Workers Revolutionary Party

Greek Riot Police Storm Steel Plant

Riot police buses blocking the Hellenic Steel plant on Friday morning

Riot police buses blocking the Hellenic Steel plant on Friday morning

AT 5.30AM yesterday about 50 armed riot police stormed the striking steel workers’ pickets at the Hellenic Steel plant in Aspropyrgos, about 25 km from the Athens city centre.

Riot police attacked pickets with noise and smoke bombs, tear-gas and then with their truncheons. About ten workers have been taken to hospital; another six have been arrested.

Police buses were placed across the front of the plant.

The attack was ordered by the Public Prosecutor who accepted that the strike was illegal despite the fact that the strike was voted for by the vast majority of steel workers in a properly conducted general union meeting.

Since last October, Hellenic Steel workers have been on strike against mass sackings, wage cuts and flexible working conditions.

The riot police attack occurred as discussions were taking place at the Labour Ministry, with the steel workers demanding that the sacked 120 workers during the strike, one third of the labour force, be taken back, but the management refused.

The adjacent motorway was closed due to the riot police’s tear-gas.

Metal Workers’ Federation general secretary Pantelis Papavasiliou condemned the riot police attack and said that the strike is not illegal and continues. He added that management remained intransigent during discussions and said that ‘it’s them that do not want the plant to open’.

Scores of trades unions have issued statements against the riot police attack.

The Coalition of the Left’s (SYRIZA) parliamentary deputy, Panagiotis Lafazanis, stated outside the plant yesterday morning that ‘the coalition government have turned Greece into a Manesis’s state’. Manesis is the owner of Hellenic Steel.

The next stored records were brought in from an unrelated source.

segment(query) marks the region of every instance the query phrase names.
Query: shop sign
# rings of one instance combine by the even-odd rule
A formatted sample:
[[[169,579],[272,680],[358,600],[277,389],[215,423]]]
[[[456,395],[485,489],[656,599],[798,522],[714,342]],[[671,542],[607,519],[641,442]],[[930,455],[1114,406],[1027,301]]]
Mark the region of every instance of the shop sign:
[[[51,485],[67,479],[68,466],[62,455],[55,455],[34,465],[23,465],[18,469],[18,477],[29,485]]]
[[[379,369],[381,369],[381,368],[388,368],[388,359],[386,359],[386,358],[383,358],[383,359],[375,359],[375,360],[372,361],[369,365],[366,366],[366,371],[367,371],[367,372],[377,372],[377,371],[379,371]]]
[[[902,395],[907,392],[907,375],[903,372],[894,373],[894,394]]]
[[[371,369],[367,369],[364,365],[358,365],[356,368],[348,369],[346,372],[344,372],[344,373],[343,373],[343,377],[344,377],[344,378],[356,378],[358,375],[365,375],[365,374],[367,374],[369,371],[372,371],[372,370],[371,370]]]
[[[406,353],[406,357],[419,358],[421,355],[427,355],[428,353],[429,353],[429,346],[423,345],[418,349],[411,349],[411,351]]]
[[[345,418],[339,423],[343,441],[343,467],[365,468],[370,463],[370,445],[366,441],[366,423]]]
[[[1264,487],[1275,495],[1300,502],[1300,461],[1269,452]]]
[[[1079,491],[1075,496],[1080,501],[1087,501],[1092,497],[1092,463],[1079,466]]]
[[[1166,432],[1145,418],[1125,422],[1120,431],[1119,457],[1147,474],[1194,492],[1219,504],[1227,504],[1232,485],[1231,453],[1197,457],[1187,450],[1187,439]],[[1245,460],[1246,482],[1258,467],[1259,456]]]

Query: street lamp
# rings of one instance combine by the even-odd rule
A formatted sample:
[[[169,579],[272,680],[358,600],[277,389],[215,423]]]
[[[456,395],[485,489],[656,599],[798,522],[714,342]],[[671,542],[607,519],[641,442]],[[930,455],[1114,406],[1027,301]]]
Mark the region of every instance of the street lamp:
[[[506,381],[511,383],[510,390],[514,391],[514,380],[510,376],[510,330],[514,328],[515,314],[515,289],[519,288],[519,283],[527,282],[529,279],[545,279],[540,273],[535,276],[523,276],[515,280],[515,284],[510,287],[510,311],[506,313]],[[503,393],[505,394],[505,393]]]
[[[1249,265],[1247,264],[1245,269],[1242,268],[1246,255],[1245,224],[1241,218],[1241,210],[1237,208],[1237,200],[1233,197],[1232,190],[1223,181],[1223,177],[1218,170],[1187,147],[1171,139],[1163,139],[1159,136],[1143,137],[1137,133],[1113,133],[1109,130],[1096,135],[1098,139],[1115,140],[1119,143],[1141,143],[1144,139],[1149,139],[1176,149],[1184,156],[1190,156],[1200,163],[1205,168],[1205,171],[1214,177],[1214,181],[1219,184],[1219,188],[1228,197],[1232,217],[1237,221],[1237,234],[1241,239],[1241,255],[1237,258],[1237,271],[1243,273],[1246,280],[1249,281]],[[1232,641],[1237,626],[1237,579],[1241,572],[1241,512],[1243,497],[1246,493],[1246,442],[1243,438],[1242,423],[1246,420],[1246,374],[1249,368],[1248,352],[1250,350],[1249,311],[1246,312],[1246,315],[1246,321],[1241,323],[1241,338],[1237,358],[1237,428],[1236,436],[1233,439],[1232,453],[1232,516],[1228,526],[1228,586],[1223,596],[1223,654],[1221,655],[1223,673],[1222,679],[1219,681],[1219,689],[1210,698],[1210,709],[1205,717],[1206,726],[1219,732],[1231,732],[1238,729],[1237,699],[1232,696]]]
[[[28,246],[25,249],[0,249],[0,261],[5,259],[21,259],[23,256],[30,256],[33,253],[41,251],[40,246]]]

In its statement the Greek Communist Party denounced the Greek coalition government as responsible for the riot police attack and demanded the withdrawal of the riot police from the steel plant.

Steel workers remained outside the plant yesterday and called for a mass solidarity rally in the evening.

But the GSEE (Greek TUC) has refused to back the fighting steel workers with a general strike.

On Thursday night, over 1,000 workers and Peoples’ Assemblies delegations from several Athens districts marched against high taxation imposed on working class families by the Greek coalition government.